2-Davacı vekilinin İlk Derece Mahkemesi kararına yönelik temyiz itirazlarının incelenmesine gelince, dava dosyası içerisindeki bilgi ve belgelere, mahkeme kararının gerekçesinde dayanılan delillerin tartışılıp, değerlendirilmesinde usul ve yasaya aykırı bir yön bulunmamasına göre, davacı vekilinin tüm temyiz itirazları yerinde değildir.
3-Davalılar vekilinin İlk Derece Mahkemesi kararına yönelik temyiz itirazlarının incelenmesine gelince; dava, davalılarca davalı şirkete verilen zararın dağıtılmayan kar payının tespiti ve tashili istemine ilişkinidir. İlk Derece Mahkemesin"ce, davalılarca verilen zararın şirkete ödenmesinin talep edilmediği, davacının şirket zararının kendisine ödenmesini talep edemeyeceği, davalı şirket tarafından dağıtılmayan karlardan davacı payına 484.478,60TL düştüğü, bu miktarın davacıya ödenmesi gerektiğinden bahisle davanın kısmen kabulü ile 484.478,60TL’nin davalı şirketten tahsiline karar verilmiştir. Ancak, 2011 ve önceki yıllara ilişkin kar payının davalı şirketten tahsiline karar verilmesi yerinde değildir. Zira 6762 TTK"nın 455. maddesi “Her pay sahibi, kanun ve esas mukavele hükümlerine göre pay sahiplerine dağıtılmaya tahsis olunan safi kazanca, payı nispetinde iştirak hakkını haizdir.” hükmünü içermekte olup, ayrıca davalı şirketin ana sözleşmesinin 14. Maddesinde de, kâr"ın genel kurulca tespit edilerek dağıtılacağı belirtilmiştir.

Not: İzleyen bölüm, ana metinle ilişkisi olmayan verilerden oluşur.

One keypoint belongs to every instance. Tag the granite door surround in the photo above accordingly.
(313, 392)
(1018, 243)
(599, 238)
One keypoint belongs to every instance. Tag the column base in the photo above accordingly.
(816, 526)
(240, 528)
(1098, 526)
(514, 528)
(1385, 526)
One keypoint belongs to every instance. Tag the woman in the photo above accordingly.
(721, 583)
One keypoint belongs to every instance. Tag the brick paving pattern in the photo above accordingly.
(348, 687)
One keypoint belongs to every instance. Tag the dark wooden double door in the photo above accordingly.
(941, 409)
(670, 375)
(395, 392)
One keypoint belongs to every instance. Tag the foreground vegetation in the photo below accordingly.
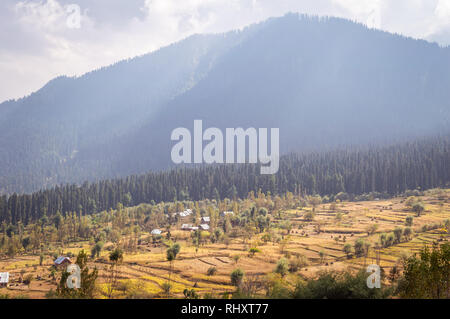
(288, 246)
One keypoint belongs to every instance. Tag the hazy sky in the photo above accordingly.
(41, 40)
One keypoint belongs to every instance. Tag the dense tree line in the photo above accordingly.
(387, 170)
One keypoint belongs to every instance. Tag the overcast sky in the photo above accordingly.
(41, 39)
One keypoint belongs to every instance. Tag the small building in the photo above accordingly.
(156, 231)
(205, 220)
(185, 213)
(223, 214)
(4, 279)
(62, 262)
(186, 227)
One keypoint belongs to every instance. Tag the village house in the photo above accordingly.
(188, 227)
(62, 262)
(205, 219)
(156, 231)
(223, 214)
(4, 279)
(186, 213)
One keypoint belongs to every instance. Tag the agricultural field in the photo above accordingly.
(307, 232)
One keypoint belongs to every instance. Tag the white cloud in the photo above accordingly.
(37, 45)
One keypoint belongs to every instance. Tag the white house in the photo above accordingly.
(223, 214)
(156, 231)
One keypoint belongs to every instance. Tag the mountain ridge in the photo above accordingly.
(323, 81)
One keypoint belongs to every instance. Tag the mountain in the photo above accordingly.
(323, 81)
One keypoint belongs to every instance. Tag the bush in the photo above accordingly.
(339, 285)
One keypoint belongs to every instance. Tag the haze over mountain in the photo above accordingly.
(323, 82)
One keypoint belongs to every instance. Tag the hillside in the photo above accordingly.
(323, 82)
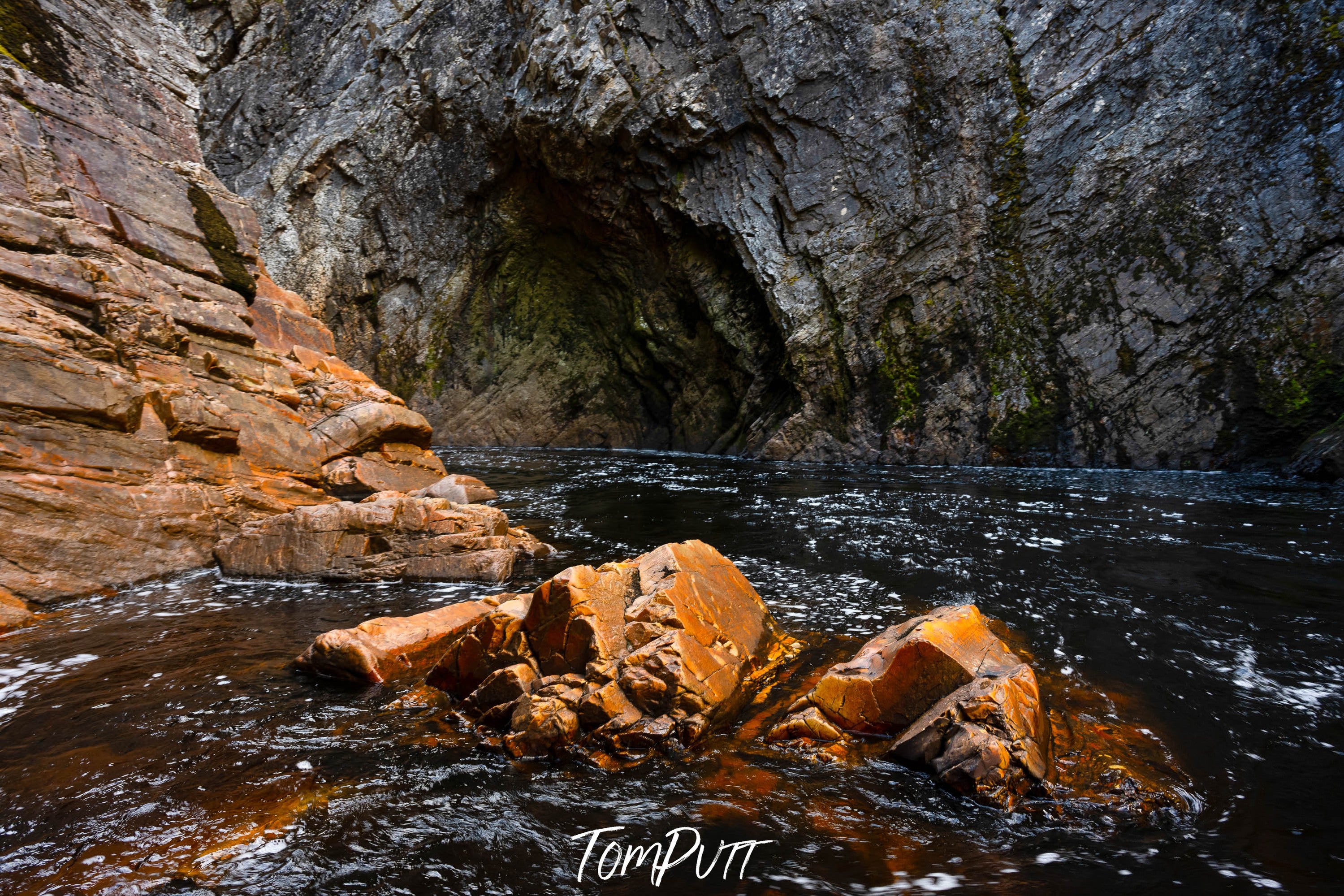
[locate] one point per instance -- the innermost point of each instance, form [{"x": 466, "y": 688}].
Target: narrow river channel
[{"x": 158, "y": 739}]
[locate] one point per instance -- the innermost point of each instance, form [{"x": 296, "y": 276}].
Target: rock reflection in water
[{"x": 1144, "y": 598}]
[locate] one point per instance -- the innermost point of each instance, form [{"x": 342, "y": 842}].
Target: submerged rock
[
  {"x": 988, "y": 739},
  {"x": 386, "y": 537},
  {"x": 390, "y": 648},
  {"x": 959, "y": 700}
]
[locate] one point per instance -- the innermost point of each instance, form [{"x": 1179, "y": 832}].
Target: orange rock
[
  {"x": 105, "y": 222},
  {"x": 361, "y": 476},
  {"x": 608, "y": 707},
  {"x": 463, "y": 489},
  {"x": 366, "y": 425},
  {"x": 676, "y": 673},
  {"x": 541, "y": 726},
  {"x": 988, "y": 739},
  {"x": 268, "y": 289},
  {"x": 809, "y": 723},
  {"x": 390, "y": 648},
  {"x": 579, "y": 617},
  {"x": 963, "y": 704},
  {"x": 14, "y": 613},
  {"x": 494, "y": 643},
  {"x": 576, "y": 628},
  {"x": 386, "y": 537},
  {"x": 280, "y": 328},
  {"x": 505, "y": 687},
  {"x": 899, "y": 675},
  {"x": 694, "y": 588}
]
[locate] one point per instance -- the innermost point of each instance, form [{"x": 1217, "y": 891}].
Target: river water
[{"x": 156, "y": 739}]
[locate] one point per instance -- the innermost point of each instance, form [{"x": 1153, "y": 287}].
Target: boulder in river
[
  {"x": 619, "y": 659},
  {"x": 385, "y": 537},
  {"x": 959, "y": 701},
  {"x": 390, "y": 648},
  {"x": 14, "y": 612}
]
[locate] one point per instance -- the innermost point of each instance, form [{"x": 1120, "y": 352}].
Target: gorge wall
[
  {"x": 1086, "y": 233},
  {"x": 159, "y": 390}
]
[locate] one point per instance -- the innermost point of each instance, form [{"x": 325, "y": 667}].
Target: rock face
[
  {"x": 14, "y": 613},
  {"x": 385, "y": 537},
  {"x": 390, "y": 648},
  {"x": 957, "y": 699},
  {"x": 159, "y": 389},
  {"x": 1322, "y": 457},
  {"x": 1096, "y": 231},
  {"x": 620, "y": 659}
]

Kanun"un ve ana sözleşmenin bu düzenlemeleri gereğince, davalı şirketin genel kurulunca kâr"ın dağıtılmasına karar verildiği taktirde bu kar payı muaecel olur ve ortağın oluşan bu kar payı alacağı için talep ve dava hakkı doğar. Davalı şirketin 2011 ve önceki yılların karlarının dağıtımına ilişkin genel kurulunca alınmış bir karar bulunmadığından kar payı dağıtımına ilişkin talebin reddine karar verilmesi gerekirken yazılı şekilde kar payının hesaplanarak tahsiline karar verilmesi doğru görülmemiş, hükmün davalılar yararına bozulmasına karar vermek gerekmiştir.

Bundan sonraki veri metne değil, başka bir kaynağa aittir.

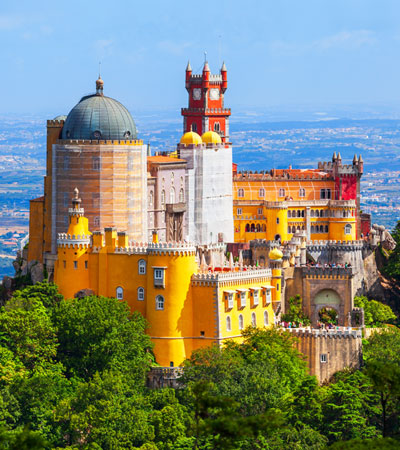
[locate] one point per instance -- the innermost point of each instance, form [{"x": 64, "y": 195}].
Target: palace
[{"x": 154, "y": 229}]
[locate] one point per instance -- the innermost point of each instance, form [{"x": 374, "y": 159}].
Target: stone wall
[{"x": 328, "y": 352}]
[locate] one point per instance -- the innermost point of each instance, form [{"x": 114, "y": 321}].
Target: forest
[{"x": 73, "y": 376}]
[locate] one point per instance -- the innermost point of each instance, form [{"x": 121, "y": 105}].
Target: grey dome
[{"x": 97, "y": 117}]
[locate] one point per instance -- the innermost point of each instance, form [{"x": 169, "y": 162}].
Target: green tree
[
  {"x": 376, "y": 314},
  {"x": 27, "y": 331},
  {"x": 382, "y": 357},
  {"x": 45, "y": 292},
  {"x": 108, "y": 411},
  {"x": 98, "y": 333},
  {"x": 349, "y": 407}
]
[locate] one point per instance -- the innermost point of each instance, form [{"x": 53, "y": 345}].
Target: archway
[{"x": 328, "y": 315}]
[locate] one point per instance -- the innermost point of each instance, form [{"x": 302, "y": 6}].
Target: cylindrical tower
[
  {"x": 169, "y": 309},
  {"x": 71, "y": 272}
]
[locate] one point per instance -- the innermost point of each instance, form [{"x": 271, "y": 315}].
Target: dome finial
[{"x": 99, "y": 83}]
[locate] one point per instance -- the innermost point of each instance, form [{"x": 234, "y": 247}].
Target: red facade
[{"x": 206, "y": 109}]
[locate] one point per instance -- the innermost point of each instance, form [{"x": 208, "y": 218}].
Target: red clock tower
[{"x": 206, "y": 102}]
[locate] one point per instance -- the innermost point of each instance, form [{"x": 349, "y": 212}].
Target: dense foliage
[
  {"x": 376, "y": 314},
  {"x": 73, "y": 376},
  {"x": 392, "y": 266}
]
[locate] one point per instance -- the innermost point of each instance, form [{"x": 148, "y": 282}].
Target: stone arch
[{"x": 325, "y": 298}]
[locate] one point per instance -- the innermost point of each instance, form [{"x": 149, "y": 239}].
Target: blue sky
[{"x": 279, "y": 53}]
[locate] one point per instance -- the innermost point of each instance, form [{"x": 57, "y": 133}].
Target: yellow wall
[{"x": 35, "y": 249}]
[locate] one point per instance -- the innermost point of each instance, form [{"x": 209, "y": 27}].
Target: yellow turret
[
  {"x": 71, "y": 269},
  {"x": 211, "y": 137},
  {"x": 191, "y": 138}
]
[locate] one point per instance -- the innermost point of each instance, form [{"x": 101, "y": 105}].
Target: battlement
[
  {"x": 337, "y": 245},
  {"x": 72, "y": 240},
  {"x": 208, "y": 111},
  {"x": 341, "y": 333},
  {"x": 54, "y": 122},
  {"x": 328, "y": 272},
  {"x": 248, "y": 273},
  {"x": 99, "y": 142},
  {"x": 274, "y": 175}
]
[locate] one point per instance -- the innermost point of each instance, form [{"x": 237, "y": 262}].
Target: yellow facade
[{"x": 186, "y": 306}]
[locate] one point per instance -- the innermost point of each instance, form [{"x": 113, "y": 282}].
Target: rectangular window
[
  {"x": 66, "y": 162},
  {"x": 255, "y": 297},
  {"x": 242, "y": 299},
  {"x": 159, "y": 277},
  {"x": 96, "y": 163}
]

SONUÇ: Yukarıda (1) numaralı bentte açıklanan nedenlerle Samsun Bölge Adliye Mahkemesi 3. Hukuk Dairesinin 26/02/2018 tarih 2018/124 esas ve 2018/217 karar sayılı ilamının BOZULARAK KALDIRILMASINA, (2) numaralı bentte açıklanan nedenlerle İlk Derece Mahkemesi kararına yönelik davacı vekilinin tüm temyiz itirazlarının reddine, (3) numaralı bentte açıklanan nedenlerle İlk Derece Mahkemesi kararına yönelik davalılar vekilinin temyiz itirazının kabulü ile İlk Derece Mahkemesi kararının davalılar yararına BOZULMASINA, ödediği peşin temyiz harcının isteği halinde temyiz edenlere iadesine, 08/05/2019 tarihinde oybirliğiyle karar verildi.